Florida Atlantic now plans to open an on-campus football stadium in time for the 2011 season, one year later than the Owls' original target date.
The 30,000-seat facility would be the centerpiece of FAU's "Innovation Village," which already includes a new fitness center and alumni center, and eventually will see additional dormitory space and retail shops. School officials have said the football stadium would cost somewhere around $63 million.
"All the elements are coming together now," FAU athletic director Craig Angelos said.
Those elements, Angelos said, include movement on a naming-rights deal that would see FAU collect $10 million in a 10-year span. The school might begin the process of securing bonds this fall and aims to have a groundbreaking sometime next spring.
Numerous factors brought on by the economic downturn led to delays in the building process. FAU even scheduled Michigan State to be the first opponent in the new stadium in September 2010, although that contract could now be revisited because of the revised building timeframe.
"I can now talk to new recruits coming in about how we will have a new stadium by 2011," FAU coach Howard Schnellenberger said. "It is irreversible and irrevocable.

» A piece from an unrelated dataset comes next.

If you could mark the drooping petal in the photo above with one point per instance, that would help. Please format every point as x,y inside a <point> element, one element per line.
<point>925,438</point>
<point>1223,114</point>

The architects that have already been working, the builders that have been pricing out material, the amount of money the university has already put into this venture ... rest assured, there is no ifs, ands or buts about it."
The stadium has been Schnellenberger's biggest quest of his decade at FAU. Before he arrived, not only was there no football at the school, but there were some who questioned if Schnellenberger - who was instrumental in laying the foundation for Miami's transformation into a national power in the early 1980s - could turn a commuter school into a football school.
He's gotten quick results. FAU moved briskly from what was Division I-AA to college football's highest level, won the Sun Belt Conference in 2007 and is the only school in football-crazed Florida to win bowl games in each of the past two seasons.
"For us to build a stadium in the 10th year of our existence, from 2001 to 2011, when we get that done, that's going to be recordsetting," Schnellenberger said. "See if anyone else has ever done it. And to do it in a place not only where they didn't have a football team but at a school where they didn't even have interest in a football team ... this will happen."
The new stadium will take about 18 months to build. Until it opens, FAU plans to continue playing home games at Lockhart Stadium, about a half-hour south in Fort Lauderdale.